Application of sparse collectives beyond data-parallel SGD (e.g., pipelined or graph-data workloads).
Whether sparsity can be made adaptive at run time per layer / per iteration, instead of using a single fixed k for the whole network.

Note on NCCL Tuning

The paper notes that NCCL implements only a very restricted set of reduction operations and is most useful inside an NVLink-connected box, while SparCML covers the inter-node MPI fabric where reductions span heterogeneous links; in the production ASR experiment the two layers compose hierarchically (NCCL intra-node, SparCML inter-node).
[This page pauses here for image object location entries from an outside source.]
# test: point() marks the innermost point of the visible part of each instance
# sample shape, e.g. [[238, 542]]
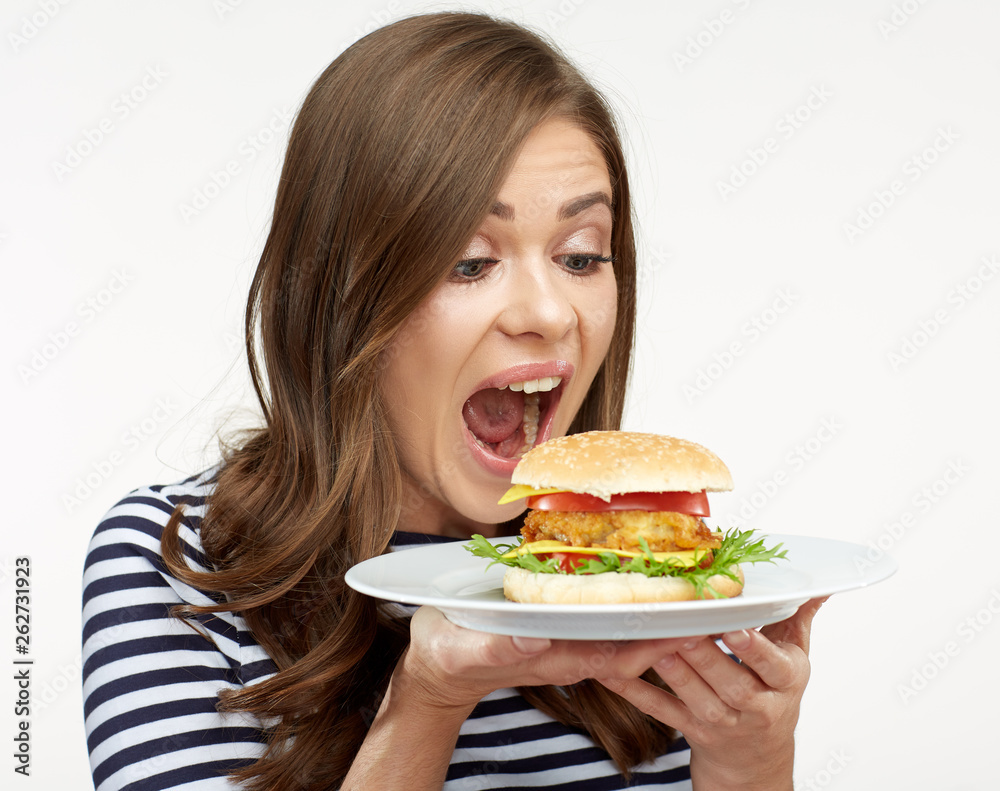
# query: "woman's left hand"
[[739, 719]]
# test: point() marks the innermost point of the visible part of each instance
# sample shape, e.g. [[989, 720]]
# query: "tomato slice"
[[568, 561], [694, 503]]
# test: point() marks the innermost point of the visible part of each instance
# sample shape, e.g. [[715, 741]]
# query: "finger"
[[658, 703], [690, 685], [458, 648], [797, 629], [776, 665], [736, 686]]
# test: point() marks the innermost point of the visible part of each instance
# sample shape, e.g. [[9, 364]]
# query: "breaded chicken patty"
[[664, 531]]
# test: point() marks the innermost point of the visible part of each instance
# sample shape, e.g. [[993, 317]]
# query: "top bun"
[[603, 463]]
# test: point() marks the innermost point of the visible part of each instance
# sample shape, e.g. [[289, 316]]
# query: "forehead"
[[558, 158]]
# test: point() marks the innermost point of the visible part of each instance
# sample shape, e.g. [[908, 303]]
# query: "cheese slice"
[[689, 557], [521, 490]]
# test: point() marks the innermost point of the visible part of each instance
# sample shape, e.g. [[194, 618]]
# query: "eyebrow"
[[506, 212]]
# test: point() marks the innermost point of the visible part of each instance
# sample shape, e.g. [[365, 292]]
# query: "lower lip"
[[498, 465]]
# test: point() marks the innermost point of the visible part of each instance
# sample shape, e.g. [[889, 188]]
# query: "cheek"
[[597, 320]]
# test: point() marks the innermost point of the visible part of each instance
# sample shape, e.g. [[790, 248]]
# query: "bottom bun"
[[621, 587]]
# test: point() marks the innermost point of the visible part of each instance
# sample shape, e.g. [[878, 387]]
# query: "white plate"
[[448, 577]]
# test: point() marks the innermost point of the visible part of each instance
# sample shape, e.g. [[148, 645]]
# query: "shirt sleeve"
[[150, 680]]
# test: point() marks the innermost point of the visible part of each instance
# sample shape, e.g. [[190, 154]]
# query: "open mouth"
[[508, 421]]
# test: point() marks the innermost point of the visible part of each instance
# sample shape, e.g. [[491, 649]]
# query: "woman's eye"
[[472, 268], [585, 263]]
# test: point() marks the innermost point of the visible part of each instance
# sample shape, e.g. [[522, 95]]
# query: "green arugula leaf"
[[737, 548]]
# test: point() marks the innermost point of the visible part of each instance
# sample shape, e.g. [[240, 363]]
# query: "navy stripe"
[[151, 750], [147, 714], [152, 679], [145, 645], [187, 774]]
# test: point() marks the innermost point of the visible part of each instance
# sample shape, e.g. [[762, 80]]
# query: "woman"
[[453, 218]]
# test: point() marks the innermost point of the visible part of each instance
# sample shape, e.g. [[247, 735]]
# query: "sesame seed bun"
[[603, 463], [526, 586]]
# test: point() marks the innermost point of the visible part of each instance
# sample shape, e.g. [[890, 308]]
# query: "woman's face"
[[501, 354]]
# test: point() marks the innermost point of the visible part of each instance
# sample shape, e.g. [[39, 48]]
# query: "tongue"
[[494, 416]]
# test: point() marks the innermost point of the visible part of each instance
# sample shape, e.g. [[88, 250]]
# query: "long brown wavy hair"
[[396, 155]]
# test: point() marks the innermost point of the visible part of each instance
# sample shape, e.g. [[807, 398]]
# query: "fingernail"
[[737, 640], [531, 645], [666, 662]]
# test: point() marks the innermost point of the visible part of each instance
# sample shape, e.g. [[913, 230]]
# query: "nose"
[[537, 302]]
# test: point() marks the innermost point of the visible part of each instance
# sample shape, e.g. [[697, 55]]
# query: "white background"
[[847, 375]]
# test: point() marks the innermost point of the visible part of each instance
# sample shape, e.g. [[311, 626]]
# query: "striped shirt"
[[151, 681]]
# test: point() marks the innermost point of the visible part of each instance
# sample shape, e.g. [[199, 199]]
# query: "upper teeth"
[[542, 385]]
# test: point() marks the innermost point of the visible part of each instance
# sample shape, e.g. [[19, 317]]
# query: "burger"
[[618, 517]]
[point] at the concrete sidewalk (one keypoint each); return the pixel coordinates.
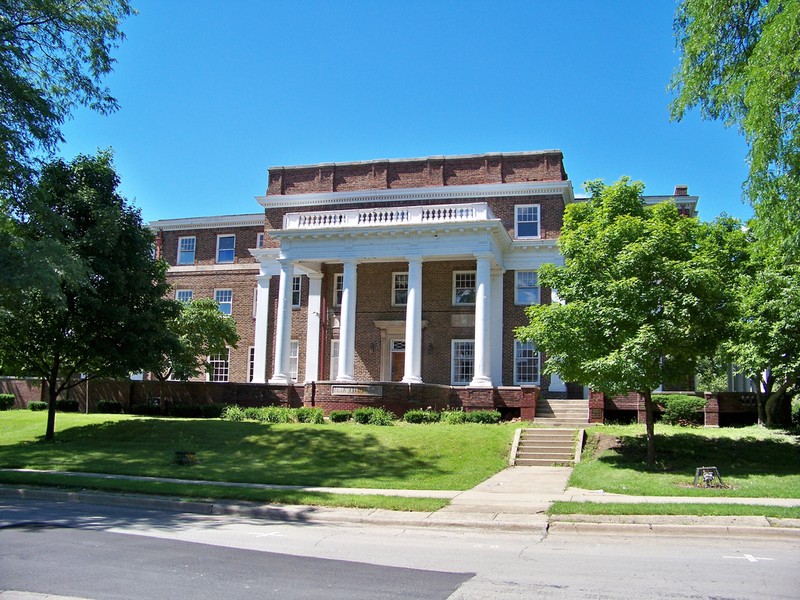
(515, 499)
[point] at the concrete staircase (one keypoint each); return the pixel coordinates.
(562, 413)
(539, 447)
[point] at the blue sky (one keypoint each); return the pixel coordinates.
(213, 92)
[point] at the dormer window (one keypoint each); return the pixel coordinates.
(527, 221)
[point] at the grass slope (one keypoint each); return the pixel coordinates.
(405, 457)
(753, 462)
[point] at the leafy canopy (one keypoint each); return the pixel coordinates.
(740, 63)
(53, 57)
(201, 331)
(111, 316)
(644, 289)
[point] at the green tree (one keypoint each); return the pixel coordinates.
(765, 346)
(740, 63)
(202, 331)
(111, 316)
(645, 295)
(54, 55)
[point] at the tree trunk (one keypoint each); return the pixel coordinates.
(650, 426)
(50, 432)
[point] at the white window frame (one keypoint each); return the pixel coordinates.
(181, 250)
(518, 286)
(338, 288)
(396, 288)
(536, 365)
(232, 250)
(456, 297)
(297, 290)
(220, 303)
(455, 366)
(224, 373)
(334, 366)
(518, 221)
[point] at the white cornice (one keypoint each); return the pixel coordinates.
(434, 193)
(251, 220)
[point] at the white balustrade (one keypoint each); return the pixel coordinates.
(381, 217)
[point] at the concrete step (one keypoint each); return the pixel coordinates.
(542, 462)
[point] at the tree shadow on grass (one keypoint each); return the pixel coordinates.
(684, 452)
(226, 451)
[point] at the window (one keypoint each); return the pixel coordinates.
(399, 289)
(526, 363)
(527, 288)
(526, 221)
(186, 250)
(464, 287)
(226, 245)
(463, 361)
(338, 287)
(225, 300)
(294, 353)
(219, 366)
(334, 370)
(297, 288)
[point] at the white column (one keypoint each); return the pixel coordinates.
(262, 315)
(312, 331)
(483, 311)
(283, 326)
(347, 324)
(497, 326)
(413, 359)
(556, 383)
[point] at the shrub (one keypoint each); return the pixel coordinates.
(146, 410)
(340, 416)
(6, 401)
(453, 417)
(369, 415)
(681, 409)
(309, 415)
(111, 407)
(488, 417)
(234, 412)
(67, 405)
(421, 416)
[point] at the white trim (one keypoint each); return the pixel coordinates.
(233, 257)
(440, 192)
(394, 288)
(208, 222)
(474, 287)
(453, 362)
(214, 267)
(538, 221)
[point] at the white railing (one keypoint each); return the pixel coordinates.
(381, 217)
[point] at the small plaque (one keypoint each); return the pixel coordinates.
(356, 390)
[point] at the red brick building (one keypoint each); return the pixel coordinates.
(412, 270)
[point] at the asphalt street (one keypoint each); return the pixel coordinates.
(102, 552)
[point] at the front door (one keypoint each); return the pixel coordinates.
(397, 360)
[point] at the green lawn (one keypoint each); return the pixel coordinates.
(427, 457)
(753, 462)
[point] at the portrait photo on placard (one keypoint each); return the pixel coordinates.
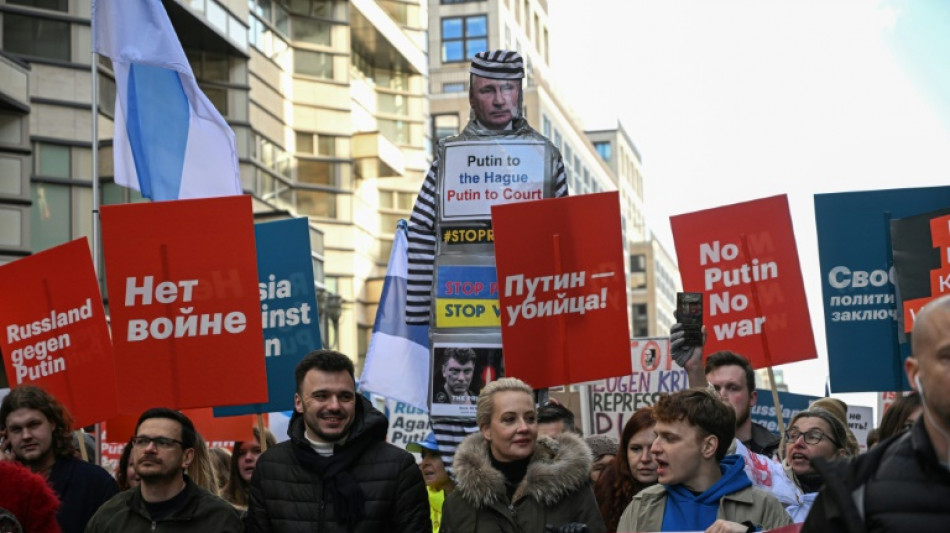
(459, 373)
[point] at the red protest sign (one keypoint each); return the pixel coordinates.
(743, 258)
(183, 293)
(54, 332)
(563, 304)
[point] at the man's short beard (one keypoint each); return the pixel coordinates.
(156, 478)
(331, 438)
(740, 421)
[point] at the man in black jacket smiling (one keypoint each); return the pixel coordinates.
(337, 472)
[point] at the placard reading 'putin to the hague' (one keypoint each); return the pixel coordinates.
(478, 175)
(54, 333)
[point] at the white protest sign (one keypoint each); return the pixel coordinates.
(478, 175)
(609, 403)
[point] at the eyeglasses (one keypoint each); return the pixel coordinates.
(813, 436)
(163, 443)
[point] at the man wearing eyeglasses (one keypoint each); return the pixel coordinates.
(167, 500)
(35, 431)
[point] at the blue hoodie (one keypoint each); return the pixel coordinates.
(686, 511)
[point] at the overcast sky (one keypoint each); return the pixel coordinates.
(729, 101)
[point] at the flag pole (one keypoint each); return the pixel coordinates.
(95, 150)
(94, 70)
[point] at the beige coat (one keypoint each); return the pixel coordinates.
(645, 512)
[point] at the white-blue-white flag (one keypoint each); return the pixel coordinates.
(397, 361)
(170, 142)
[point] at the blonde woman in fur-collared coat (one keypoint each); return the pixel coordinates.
(508, 480)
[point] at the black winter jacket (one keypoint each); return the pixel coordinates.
(202, 513)
(288, 496)
(899, 485)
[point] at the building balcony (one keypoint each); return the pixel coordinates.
(14, 84)
(375, 156)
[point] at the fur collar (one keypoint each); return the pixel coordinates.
(558, 467)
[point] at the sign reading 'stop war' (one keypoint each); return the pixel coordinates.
(479, 175)
(865, 350)
(466, 296)
(744, 259)
(54, 333)
(185, 303)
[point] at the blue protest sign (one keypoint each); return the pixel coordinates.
(288, 310)
(865, 352)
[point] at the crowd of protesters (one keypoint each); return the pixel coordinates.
(680, 465)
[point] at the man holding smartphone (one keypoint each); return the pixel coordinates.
(732, 377)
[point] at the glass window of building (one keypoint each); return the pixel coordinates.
(638, 263)
(311, 31)
(463, 37)
(641, 321)
(50, 217)
(317, 64)
(51, 161)
(327, 9)
(53, 5)
(37, 37)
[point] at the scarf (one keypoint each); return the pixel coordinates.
(688, 511)
(334, 471)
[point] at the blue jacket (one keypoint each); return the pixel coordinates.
(81, 488)
(686, 511)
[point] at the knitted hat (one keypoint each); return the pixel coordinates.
(429, 444)
(498, 65)
(601, 445)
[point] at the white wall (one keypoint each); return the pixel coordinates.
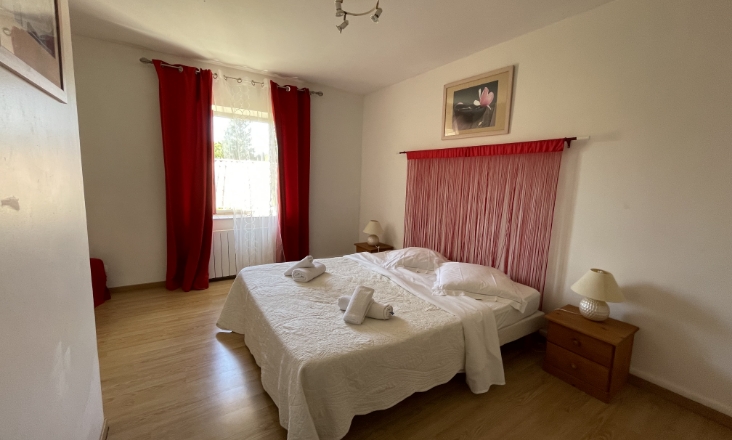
(648, 198)
(122, 156)
(49, 370)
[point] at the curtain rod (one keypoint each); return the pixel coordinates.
(216, 76)
(567, 140)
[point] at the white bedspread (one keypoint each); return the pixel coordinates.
(321, 371)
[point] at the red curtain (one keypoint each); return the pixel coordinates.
(291, 111)
(187, 125)
(494, 210)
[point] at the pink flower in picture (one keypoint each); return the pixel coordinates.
(486, 97)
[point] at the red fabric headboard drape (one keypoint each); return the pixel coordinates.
(490, 205)
(187, 125)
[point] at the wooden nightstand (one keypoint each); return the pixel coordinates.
(592, 356)
(365, 247)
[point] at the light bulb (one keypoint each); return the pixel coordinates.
(377, 14)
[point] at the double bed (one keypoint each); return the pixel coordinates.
(321, 372)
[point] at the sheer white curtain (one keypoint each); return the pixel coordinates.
(246, 167)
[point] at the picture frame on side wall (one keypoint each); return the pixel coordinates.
(30, 44)
(479, 105)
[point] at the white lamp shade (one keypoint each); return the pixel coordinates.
(600, 285)
(373, 228)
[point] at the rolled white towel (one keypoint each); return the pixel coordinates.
(360, 301)
(305, 274)
(305, 262)
(375, 311)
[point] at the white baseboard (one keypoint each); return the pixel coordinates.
(713, 404)
(105, 430)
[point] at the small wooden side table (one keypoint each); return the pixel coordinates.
(592, 356)
(365, 247)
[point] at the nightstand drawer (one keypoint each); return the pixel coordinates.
(576, 366)
(583, 345)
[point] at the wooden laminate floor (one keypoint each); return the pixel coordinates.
(169, 373)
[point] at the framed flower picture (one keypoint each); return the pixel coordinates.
(30, 44)
(478, 106)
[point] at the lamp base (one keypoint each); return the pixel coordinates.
(594, 310)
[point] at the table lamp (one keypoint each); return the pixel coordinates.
(373, 228)
(598, 288)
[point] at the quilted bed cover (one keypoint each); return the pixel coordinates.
(321, 372)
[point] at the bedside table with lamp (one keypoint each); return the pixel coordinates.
(372, 244)
(585, 348)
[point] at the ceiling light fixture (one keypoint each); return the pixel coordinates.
(341, 13)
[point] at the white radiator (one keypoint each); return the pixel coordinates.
(223, 256)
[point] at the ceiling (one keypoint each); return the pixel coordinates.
(299, 38)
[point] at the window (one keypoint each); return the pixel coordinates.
(242, 165)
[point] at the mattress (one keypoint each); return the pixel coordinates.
(321, 372)
(507, 315)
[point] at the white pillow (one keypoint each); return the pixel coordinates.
(414, 258)
(479, 282)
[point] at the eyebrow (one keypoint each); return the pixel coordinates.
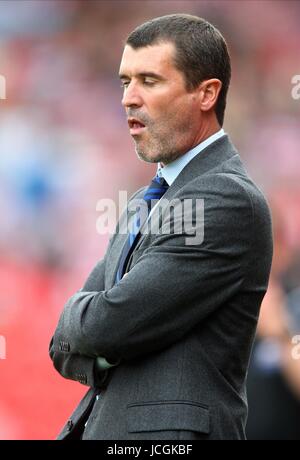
(123, 76)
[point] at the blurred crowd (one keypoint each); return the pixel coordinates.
(64, 145)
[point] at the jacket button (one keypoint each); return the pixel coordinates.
(69, 425)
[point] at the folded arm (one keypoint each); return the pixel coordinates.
(172, 287)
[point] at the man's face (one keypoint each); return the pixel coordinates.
(164, 118)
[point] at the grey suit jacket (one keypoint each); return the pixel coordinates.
(181, 323)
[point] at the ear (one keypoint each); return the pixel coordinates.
(208, 93)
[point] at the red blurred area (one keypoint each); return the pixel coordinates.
(35, 400)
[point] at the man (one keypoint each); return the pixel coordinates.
(162, 329)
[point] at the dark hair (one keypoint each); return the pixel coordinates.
(201, 50)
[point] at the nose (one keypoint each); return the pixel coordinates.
(131, 96)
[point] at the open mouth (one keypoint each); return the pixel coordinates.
(135, 126)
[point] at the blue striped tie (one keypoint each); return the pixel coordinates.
(152, 194)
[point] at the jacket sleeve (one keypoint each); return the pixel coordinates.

Lemma 5.2's (2/kappa)x ceiling is a useful prior for any tuner working on collectives whose payload size depends on content (e.g., post-sparsification gradients): once kappa exceeds ~0.5 the optimal choice is the dense path, so a configuration tuner should switch algorithm/protocol to the dense-optimized regime rather than continue exploring sparse representations. Empirically the paper also shows that the optimal sparse algorithm flips between recursive-doubling (small data, latency-bound) and split-allgather (large data, bandwidth-bound) — the same small-vs-large message switchover that drives Tree/Ring and LL/Simple selection in NCCL.